ADON G's tone of voice was sharp and demanding. She did not at any point ask for my side of the story. Then she demanded that I DO NOT MAKE ANOTHER MISTAKE again. At that point, I got fed-up and told her, "If that's the case, then there's nothing to talk about". I got up and stepped out of her room.

ADON G raised her voice, "You are very rude, you know. How can you walk out just like that when I'm talking to you?"

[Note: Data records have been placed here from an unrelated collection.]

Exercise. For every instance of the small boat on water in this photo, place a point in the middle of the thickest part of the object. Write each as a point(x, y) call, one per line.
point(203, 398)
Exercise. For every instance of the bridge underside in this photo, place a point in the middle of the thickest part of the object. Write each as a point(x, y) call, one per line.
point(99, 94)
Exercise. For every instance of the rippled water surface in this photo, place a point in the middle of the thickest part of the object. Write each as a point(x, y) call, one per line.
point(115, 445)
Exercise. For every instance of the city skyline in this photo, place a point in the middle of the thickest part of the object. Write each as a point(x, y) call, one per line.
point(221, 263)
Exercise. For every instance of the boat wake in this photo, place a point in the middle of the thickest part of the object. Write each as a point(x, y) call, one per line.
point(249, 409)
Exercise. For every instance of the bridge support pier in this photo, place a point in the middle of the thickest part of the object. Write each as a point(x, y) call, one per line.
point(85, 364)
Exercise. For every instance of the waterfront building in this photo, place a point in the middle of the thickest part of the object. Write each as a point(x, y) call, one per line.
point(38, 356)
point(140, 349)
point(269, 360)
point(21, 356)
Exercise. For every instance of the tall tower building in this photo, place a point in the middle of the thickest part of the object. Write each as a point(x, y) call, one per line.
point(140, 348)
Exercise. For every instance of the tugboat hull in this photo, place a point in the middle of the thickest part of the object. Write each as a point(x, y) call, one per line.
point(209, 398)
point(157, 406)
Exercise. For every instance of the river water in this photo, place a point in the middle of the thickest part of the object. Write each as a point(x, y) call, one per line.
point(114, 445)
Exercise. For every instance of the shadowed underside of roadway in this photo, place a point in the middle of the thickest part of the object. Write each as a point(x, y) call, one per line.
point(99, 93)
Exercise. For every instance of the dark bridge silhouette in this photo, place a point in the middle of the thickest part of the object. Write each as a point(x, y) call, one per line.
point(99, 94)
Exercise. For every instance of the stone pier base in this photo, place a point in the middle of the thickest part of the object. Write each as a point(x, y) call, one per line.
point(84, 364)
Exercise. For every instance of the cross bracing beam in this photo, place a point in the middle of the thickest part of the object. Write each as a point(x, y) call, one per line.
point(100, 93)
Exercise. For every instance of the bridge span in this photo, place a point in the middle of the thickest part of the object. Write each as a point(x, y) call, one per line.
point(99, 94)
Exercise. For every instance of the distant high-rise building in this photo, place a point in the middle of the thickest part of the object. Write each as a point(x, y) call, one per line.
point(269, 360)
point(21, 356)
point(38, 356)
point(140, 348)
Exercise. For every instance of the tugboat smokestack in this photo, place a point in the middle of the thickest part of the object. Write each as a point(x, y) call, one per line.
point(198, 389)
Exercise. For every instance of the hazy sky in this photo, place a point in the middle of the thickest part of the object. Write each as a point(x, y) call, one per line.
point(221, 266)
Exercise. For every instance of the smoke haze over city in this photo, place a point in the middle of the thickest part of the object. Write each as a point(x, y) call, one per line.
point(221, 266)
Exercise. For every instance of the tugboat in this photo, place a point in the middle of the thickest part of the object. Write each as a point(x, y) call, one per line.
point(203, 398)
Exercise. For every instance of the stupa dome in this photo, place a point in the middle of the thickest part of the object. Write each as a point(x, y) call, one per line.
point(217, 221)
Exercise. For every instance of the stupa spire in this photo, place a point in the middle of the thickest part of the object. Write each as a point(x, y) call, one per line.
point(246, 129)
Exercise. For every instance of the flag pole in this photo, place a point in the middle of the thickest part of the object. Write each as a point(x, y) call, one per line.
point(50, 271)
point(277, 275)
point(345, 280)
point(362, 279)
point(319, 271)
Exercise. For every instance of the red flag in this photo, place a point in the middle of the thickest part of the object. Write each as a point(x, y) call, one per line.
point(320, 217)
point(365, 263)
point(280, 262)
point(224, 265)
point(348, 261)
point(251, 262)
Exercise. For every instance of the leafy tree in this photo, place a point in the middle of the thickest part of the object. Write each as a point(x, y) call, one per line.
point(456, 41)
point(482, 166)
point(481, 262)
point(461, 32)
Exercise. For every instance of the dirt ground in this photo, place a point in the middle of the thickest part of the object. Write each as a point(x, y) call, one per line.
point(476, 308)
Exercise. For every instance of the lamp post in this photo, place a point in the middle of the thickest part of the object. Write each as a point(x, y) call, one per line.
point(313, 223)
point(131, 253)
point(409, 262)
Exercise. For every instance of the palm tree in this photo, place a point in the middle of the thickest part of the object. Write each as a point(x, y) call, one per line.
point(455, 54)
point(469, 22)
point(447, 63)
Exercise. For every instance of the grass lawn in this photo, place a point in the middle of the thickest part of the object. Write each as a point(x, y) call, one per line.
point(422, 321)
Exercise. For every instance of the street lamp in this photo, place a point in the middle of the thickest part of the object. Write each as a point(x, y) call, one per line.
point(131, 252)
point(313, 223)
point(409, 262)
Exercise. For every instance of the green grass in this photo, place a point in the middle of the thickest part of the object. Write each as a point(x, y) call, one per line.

At last, some non-bullshit words from her. I stepped back into her room and told her, "I am only human. As a human speaking to another human, I cannot promise you that I will not commit another mistake."

ADON G went hysterical, "I am your ADON, how can you raise your voice and speak to me like that."
I would have laughed in-her-face if not for the gravity of the situation and my tiredness. ADON G's miniscule world of nursing may be larger than my whole world of nursing for now, but IMHO her exposure to good leadership seems rather limited. Only lousy leaders demand to be respected based solely on their position. The true-blue leaders that I've worked for/with do not need to rely on their position to be respected. Their very presence and reputation for effectiveness earn them their staff's respect. In addition, my "ang-moh cultured" ex-bosses value candid feedback from their staff, it doesn't matter if they agree with the staff's view or otherwise.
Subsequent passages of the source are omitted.